See [WebAssembly README](https://github.com/kreuzberg-dev/html-to-markdown/tree/main/crates/html-to-markdown-wasm) for full documentation.

</details>

<details>
<summary><strong>C/C++ (FFI)</strong></summary>

Pre-built `.so` / `.dll` / `.dylib` from [GitHub Releases](https://github.com/kreuzberg-dev/html-to-markdown/releases). See [FFI crate](https://github.com/kreuzberg-dev/html-to-markdown/tree/main/crates/html-to-markdown-ffi) for full documentation.

</details>

<details>
<summary><strong>CLI</strong></summary>

```sh
cargo install html-to-markdown-cli
```

```sh
brew install kreuzberg-dev/tap/html-to-markdown
```

See [CLI usage](https://docs.html-to-markdown.kreuzberg.dev) for full documentation.

</details>

### AI Coding Assistants

Install the html-to-markdown plugin from the [`kreuzberg-dev/plugins`](https://github.com/kreuzberg-dev/plugins) marketplace.
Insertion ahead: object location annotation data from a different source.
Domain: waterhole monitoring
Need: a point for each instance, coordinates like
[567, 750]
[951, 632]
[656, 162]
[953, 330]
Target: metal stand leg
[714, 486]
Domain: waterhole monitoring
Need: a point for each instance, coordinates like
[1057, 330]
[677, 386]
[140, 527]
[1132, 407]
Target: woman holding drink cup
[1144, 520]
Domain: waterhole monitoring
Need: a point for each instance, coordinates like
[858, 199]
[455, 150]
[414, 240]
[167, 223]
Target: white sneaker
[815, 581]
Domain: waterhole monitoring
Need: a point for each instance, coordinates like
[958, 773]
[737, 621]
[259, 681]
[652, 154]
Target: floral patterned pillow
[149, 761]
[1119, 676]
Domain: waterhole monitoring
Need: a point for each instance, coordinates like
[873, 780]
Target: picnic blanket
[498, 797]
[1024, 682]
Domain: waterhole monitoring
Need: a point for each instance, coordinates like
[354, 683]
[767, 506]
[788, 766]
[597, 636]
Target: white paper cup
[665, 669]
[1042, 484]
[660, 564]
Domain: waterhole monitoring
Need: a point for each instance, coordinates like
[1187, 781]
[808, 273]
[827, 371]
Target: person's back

It ships the html-to-markdown agent skills and works with every major coding agent — expand your harness below.

<details open>
<summary><strong>Claude Code</strong></summary>

```text
/plugin marketplace add kreuzberg-dev/plugins
/plugin install html-to-markdown@kreuzberg
```

</details>

<details>
<summary><strong>Codex CLI</strong></summary>

```text
/plugins add https://github.com/kreuzberg-dev/plugins
```

Then search for `html-to-markdown` and select **Install Plugin**.

</details>

<details>
<summary><strong>Cursor</strong></summary>

Settings → Plugins → Add from URL → `https://github.com/kreuzberg-dev/plugins`, then select **html-to-markdown**.

</details>

<details>
<summary><strong>Gemini CLI</strong></summary>

```text
gemini extensions install https://github.com/kreuzberg-dev/plugins
```

</details>

<details>
<summary><strong>Factory Droid</strong></summary>

```text
droid plugin marketplace add https://github.com/kreuzberg-dev/plugins
droid plugin install html-to-markdown@kreuzberg
```

</details>

<details>
<summary><strong>GitHub Copilot CLI</strong></summary>

```text
copilot plugin marketplace add https://github.com/kreuzberg-dev/plugins
copilot plugin install html-to-markdown@kreuzberg
```

</details>

<details>
<summary><strong>opencode</strong></summary>

Add the package to `opencode.json`:

```json
{
  "$schema": "https://opencode.ai/config.json",
  "plugin": ["@kreuzberg/opencode-html-to-markdown"]
}
```

</details>

## Documentation

Full guides, the `convert()` API for every binding, tier architecture, the metadata and visitor APIs, and performance benchmarks live at **[docs.html-to-markdown.kreuzberg.dev](https://docs.html-to-markdown.kreuzberg.dev)**.

## Part of Kreuzberg.dev

- [Kreuzberg]https://github.com/kreuzberg-dev/kreuzberg — document intelligence: text, tables, metadata from 91+ formats with optional OCR.
- [Kreuzberg Cloud]https://github.com/kreuzberg-dev/kreuzberg-cloud — managed extraction API with SDKs, dashboards, and observability.
- [kreuzcrawl]https://github.com/kreuzberg-dev/kreuzcrawl — web crawling and scraping with HTML→Markdown and headless-Chrome fallback.
- [html-to-markdown]https://github.com/kreuzberg-dev/html-to-markdown — fast, lossless HTML→Markdown engine.
- [liter-llm]https://github.com/kreuzberg-dev/liter-llm — universal LLM API client with native bindings for 14 languages and 143 providers.
- [tree-sitter-language-pack]https://github.com/kreuzberg-dev/tree-sitter-language-pack — tree-sitter grammars and code-intelligence primitives.
- [alef]https://github.com/kreuzberg-dev/alef — the polyglot binding generator that produces every per-language binding across the 5 polyglot repos.

## Contributing

Contributions welcome! See [CONTRIBUTING.md](CONTRIBUTING.md) for setup instructions and guidelines.

## License

MIT License — see [LICENSE](LICENSE) for details.